1. Think 'just enough' strategies
Often, companies are so hell-bent on creating the perfect product for a customer that they sometimes lose sight of what features and functions the customer is actually going to use. Keeping an eye on precisely that helps not only reduce development times enabling products to get to market faster, it also decreases development costs and best of all, it plugs into the need gap at the right price. There’s plenty of opportunity in adversity.
For example, Yes Bank, a leading private bank in India, uses a mobile payment solution that allows money transfer via mobile phones, dispensing with the need for a bank account. This allows economically-marginalised villagers in remote parts of the country to access this service given that mobile penetration in India is very high (India is the world's second largest mobile phone market in terms of subscribers, with a total of 861.66 million mobile connections as on February 2013, as per Telecom Regulatory Authority of India.)
2. Develop less expensive, ingenious solutions
Jugaad means doing more with less.
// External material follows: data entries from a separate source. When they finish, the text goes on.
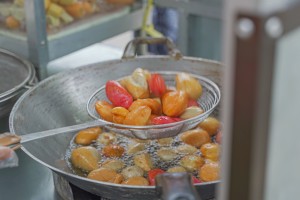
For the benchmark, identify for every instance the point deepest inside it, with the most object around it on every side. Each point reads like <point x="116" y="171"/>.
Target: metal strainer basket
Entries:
<point x="208" y="101"/>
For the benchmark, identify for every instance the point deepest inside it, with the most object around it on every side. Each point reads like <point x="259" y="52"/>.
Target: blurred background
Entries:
<point x="258" y="41"/>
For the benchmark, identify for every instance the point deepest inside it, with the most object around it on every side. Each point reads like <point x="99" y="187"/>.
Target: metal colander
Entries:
<point x="208" y="101"/>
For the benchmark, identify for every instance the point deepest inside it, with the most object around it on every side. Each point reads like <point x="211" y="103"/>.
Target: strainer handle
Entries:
<point x="130" y="49"/>
<point x="176" y="186"/>
<point x="12" y="140"/>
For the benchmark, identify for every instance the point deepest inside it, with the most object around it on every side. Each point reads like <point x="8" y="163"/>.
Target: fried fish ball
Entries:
<point x="137" y="85"/>
<point x="176" y="169"/>
<point x="138" y="116"/>
<point x="219" y="137"/>
<point x="210" y="151"/>
<point x="136" y="147"/>
<point x="209" y="172"/>
<point x="113" y="164"/>
<point x="196" y="137"/>
<point x="186" y="149"/>
<point x="151" y="103"/>
<point x="166" y="154"/>
<point x="211" y="125"/>
<point x="137" y="180"/>
<point x="132" y="171"/>
<point x="113" y="150"/>
<point x="119" y="114"/>
<point x="190" y="85"/>
<point x="106" y="138"/>
<point x="165" y="141"/>
<point x="191" y="162"/>
<point x="85" y="158"/>
<point x="140" y="141"/>
<point x="174" y="103"/>
<point x="143" y="161"/>
<point x="104" y="108"/>
<point x="105" y="175"/>
<point x="191" y="112"/>
<point x="87" y="136"/>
Often the solutions offered by the developed world just don’t work for lesser affluent communities. Understand who your market really is and create solutions that work for your markets.
Take the example of Embrace that has used just this principle to come up with a revolutionary product and business. Each year nearly twenty million babies are born prematurely, with a low birth weight, of which four million die. Of those who survive, many suffer from low IQ, diabetes and heart ailments. According to WHO, 75% of these babies can be saved simply if they could be kept warm. Safe and effective incubators made in the West cost megadollars (USD 20,000) and also need electricity, both of which are in short supply in developing nations.
Embrace developed a portable, low-cost incubator (USD 200) that needs just thirty minutes of electrical heating to keep the pouch warm for up to six hours at body temperatures. More usability at one percent of the cost!
21-year-old Yuri Malina co-founded Design for America and along with his DFA team, collaborated with a local Chicago hospital to design a portable ‘roll-on’ hand sanitizer that costs only USD 1.50 per unit and allows busy physicians and nurses the ability to clean their hands on the go. This is especially relevant in a context where nearly two million people get infected in the US during hospital visits and nearly a hundred thousand lives are lost.
3. Be flexible
The advantage in being small is that you can be more responsive to the needs of your customers and move quickly to find solutions. Learn from Google. The giant has structured itself as a flexible and dynamic network of small teams quick to sense and respond to the changing needs of the market. According to executive chairman Eric Schmidt, Google doesn’t have a two-year plan. Instead it has a ‘next-week’ plan.
Even with Embrace, being flexible in response to the customer’s needs meant changing the product. Initially, the product was planned for local hospitals. However on a trip to Nepal, the team realised that most premature babies are born at home in villages with little access to medical care. Accordingly, they created an infant warmer pouch that individual mothers could use. That’s jugaad rising to the occasion and being responsive to the customer’s requirements.
4. Keep it simple
The customer has finite resources, yet he wants the convenience and utility of a particular service or product. He needs you to innovate and give him what he needs in a simple and usable manner, no fuss, no frills.
Mansukh Prajapati, an entrepreneur in a remote desert area of western India, has used this principle to create ‘Mitticool”, a terracotta refrigerator that works without electricity. From a long line of potters, Mansukh bhai understands clay thoroughly and was able to use this inexpensive material to innovate smartly. Mitticool uses the cooling power of clay and evaporation to keep water, vegetables and dairy products cool, without electricity, at just USD 40! Plus it is completely biodegradable.
5. Say “Yes!” to the margin
Today’s jugaad solutions are inclusive and offer services to market segments that larger companies can’t service and therefore ignore.
Harish Hande set up Selco to provide rural communities with power. However, the challenge was not that easy as he realised that his potential customers couldn’t afford to buy and install his solar lighting systems upfront. Neither was there any economical way of maintaining them across a cluster of villages. His solution: To create a rural network of small-scale entrepreneurs who own and maintain the batteries and rent them out to customers on a pay-per-use model. Today, Selco has more than 125,000 households who use their solar lighting.
6. Go with your gut
Navigating an environment that is unpredictable, needs more than analysis. Jugaad innovators rely more on their intuition, which stems from being immersed in their customer’s needs and therefore being highly sensitive to what is likely to work. The lesson is in knowing your customer and the context in which he will use your product or service, so well, that you instinctively know the answers. Come out of the lab into the market and from there into the customer’s life – there is no better way to be successful.